Washington, DC - On Tuesday, the White House reiterated the Obama administration's support of a tool which consumer advocates say is essential to fixing the economy. A handful of Democratic senators have joined with Republicans and industry lobbyists to oppose the measure, stalling the bill's progress.
The judicial loan modification, or "cram down" provision of S. 61 - the Helping Families Save Their Homes in Bankruptcy Act of 2009 - would empower bankruptcy judges to adjust a borrower's mortgage during bankruptcy proceedings. Currently, a bankruptcy judge can change the terms of other debts such as mortgages on vacation homes, liens on boats and credit card debt, but cannot touch primary residence mortgages.
Also see: A Fight Rages Over a Tool Called "Cram Down"
According to consumer advocacy groups, the judicial loan modification power would compel banks and their middlemen to work with borrowers to adjust unsustainable mortgages before bankruptcy and would help to reduce the growing wave of foreclosures sweeping the country.

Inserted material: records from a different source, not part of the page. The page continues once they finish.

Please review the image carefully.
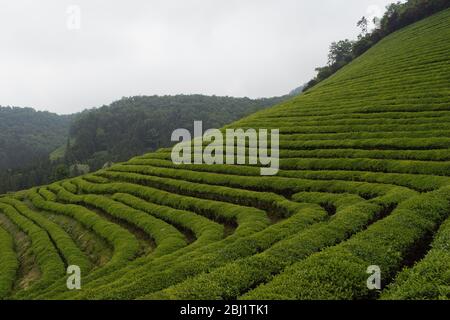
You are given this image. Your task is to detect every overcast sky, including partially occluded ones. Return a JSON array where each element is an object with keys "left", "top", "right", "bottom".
[{"left": 0, "top": 0, "right": 393, "bottom": 114}]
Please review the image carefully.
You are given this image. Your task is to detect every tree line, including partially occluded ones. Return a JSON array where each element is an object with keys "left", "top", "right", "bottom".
[{"left": 304, "top": 0, "right": 450, "bottom": 91}]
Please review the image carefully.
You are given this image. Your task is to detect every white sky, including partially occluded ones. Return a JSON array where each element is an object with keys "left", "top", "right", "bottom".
[{"left": 0, "top": 0, "right": 393, "bottom": 114}]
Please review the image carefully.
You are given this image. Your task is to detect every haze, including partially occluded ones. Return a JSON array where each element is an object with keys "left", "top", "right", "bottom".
[{"left": 0, "top": 0, "right": 393, "bottom": 114}]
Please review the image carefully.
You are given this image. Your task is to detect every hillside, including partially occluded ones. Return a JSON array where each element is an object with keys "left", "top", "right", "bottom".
[
  {"left": 0, "top": 106, "right": 70, "bottom": 170},
  {"left": 66, "top": 95, "right": 288, "bottom": 170},
  {"left": 0, "top": 95, "right": 289, "bottom": 194},
  {"left": 0, "top": 10, "right": 450, "bottom": 299}
]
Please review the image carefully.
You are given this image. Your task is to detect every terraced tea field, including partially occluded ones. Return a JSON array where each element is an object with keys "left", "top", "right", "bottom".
[{"left": 0, "top": 10, "right": 450, "bottom": 299}]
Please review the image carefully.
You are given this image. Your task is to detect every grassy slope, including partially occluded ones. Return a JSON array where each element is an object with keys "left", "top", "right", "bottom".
[{"left": 0, "top": 10, "right": 450, "bottom": 299}]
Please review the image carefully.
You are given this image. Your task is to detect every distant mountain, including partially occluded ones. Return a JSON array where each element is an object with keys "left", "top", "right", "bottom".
[
  {"left": 289, "top": 84, "right": 305, "bottom": 96},
  {"left": 0, "top": 95, "right": 289, "bottom": 194},
  {"left": 0, "top": 106, "right": 71, "bottom": 170},
  {"left": 65, "top": 95, "right": 288, "bottom": 169}
]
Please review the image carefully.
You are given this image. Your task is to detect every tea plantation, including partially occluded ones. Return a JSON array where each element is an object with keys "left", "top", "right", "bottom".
[{"left": 0, "top": 10, "right": 450, "bottom": 300}]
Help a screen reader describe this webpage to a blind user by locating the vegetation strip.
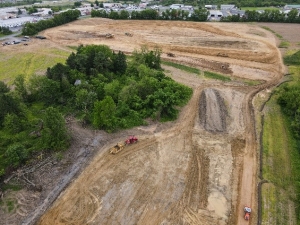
[162,61,201,74]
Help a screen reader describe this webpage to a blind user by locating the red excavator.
[125,135,138,145]
[109,135,138,155]
[244,206,251,220]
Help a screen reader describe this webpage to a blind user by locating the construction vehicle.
[125,32,133,37]
[109,135,138,155]
[109,143,124,155]
[167,52,175,57]
[125,135,138,145]
[244,206,251,220]
[105,33,114,38]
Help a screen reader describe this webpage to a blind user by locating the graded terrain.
[1,19,290,225]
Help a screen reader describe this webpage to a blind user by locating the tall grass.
[0,48,70,82]
[262,97,300,225]
[204,71,231,81]
[284,51,300,66]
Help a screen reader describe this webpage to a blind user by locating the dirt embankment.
[0,19,288,225]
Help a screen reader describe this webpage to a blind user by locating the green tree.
[0,81,9,94]
[93,96,116,132]
[5,143,27,168]
[41,107,70,151]
[3,113,22,134]
[14,75,28,101]
[74,2,81,7]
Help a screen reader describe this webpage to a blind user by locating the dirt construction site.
[0,18,298,225]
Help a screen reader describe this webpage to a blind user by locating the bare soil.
[0,18,292,225]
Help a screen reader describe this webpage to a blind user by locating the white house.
[207,10,223,21]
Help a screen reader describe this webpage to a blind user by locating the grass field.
[242,7,279,11]
[262,96,300,225]
[0,48,70,84]
[262,41,300,225]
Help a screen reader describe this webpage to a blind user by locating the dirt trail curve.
[7,19,283,225]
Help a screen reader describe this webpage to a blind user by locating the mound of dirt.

March 2009 was a record month for foreclosures. The rate of foreclosure jumped 17 percent from February and was up 46 percent from March 2008, according to RealtyTrac. Roughly 5.4 million homeowners were at least one month behind in their mortgage payments, according to a Mortgage Bankers Association report in March.
The Obama administration strongly backs giving bankruptcy judges this power.
"The President continues to support balanced bankruptcy reform to permit judicial modifications of mortgages for borrowers who have run out of options," White House spokesman Nick Shapiro told Truthout, adding, "[the president] is working with the Congress to get a bill enacted."
The fight over this legislation has been broiling behind the scenes on Capitol Hill, with key senators from the president's own party refusing to support broad judicial modification powers.
Self-styled "centrist" senators, whose votes would be needed to overcome a filibuster, continue to hold up the bill. Various compromises to narrow the scope of the bill, which are favored by industry, have been floated, but a final deal has not been worked out.
Industry lobbyists argue that the judicial modification provision would raise interest rates on future mortgages and would further destabilize a fragile credit market.
Sen. Evan Bayh (D-Indiana), the leader of a 16-member coalition of so-called "moderate" Democrats in the Senate, has been leading the opposition inside the Democratic caucus, according to press reports.
"Sen. Bayh believes it is important to alleviate the housing crisis, reduce the tide of foreclosures and provide relief to struggling homeowners. He is supportive of Sen. Durbin's efforts to reach an agreement and looks forward to seeing the proposal that eventually emerges," a spokesperson for Senator Bayh said in an emailed statement to Truthout. He declined to comment on a Business Week report that Senator Bayh has changed his position on judicial mortgage modification in the past year.
Sen. Richard Durbin (D-Illinois) has been championing judicial modification legislation and negotiating with industry and fellow senators to get a bill passed.
While a final compromise has not yet been reached, it appears that a bill granting the bankruptcy judges broad power to modify mortgages does not have the votes to pass at this time. Previous reporting by Truthout indicates that at least one of the 58 Senate Democrats, Sen. Ben Nelson of Nebraska, opposes granting such power. A report from the Capitol Hill newspaper Roll Call indicates that Republicans have not been involved in the recent negotiations.
Senate majority leader Harry Reid has so far been unwilling to force the hand of Senate Republicans who continue to threaten to filibuster every contentious piece of Democratic legislation. Congressional observers believe that Republicans would likely pay a high political price for blocking legislation aimed at aiding homeowners. The 58-member Democratic caucus has the numbers to reach the simple majority threshold needed to pass the legislation if unified.
David Berenbaum, executive vice president for the National Community Reinvestment Coalition, an association of community organizations who advocate for fair lending practices and consumer protection, has been lobbying senators in an attempt to get them to support a "strong bill."
"We believe that [judicial modification] is a very important antidote to the foreclosure crisis and we are very concerned that it is stalled right now in the Senate ... All the advocates for strong consumer protection are walking the halls of Congress now, trying to ensure a strong bill. Of course the industry representatives who outnumber the advocates are out doing the same," Berenbaum said, adding "The Senate is historically a more 'collegial' body than the House of Representatives and so they keep much of their discussion very confidential."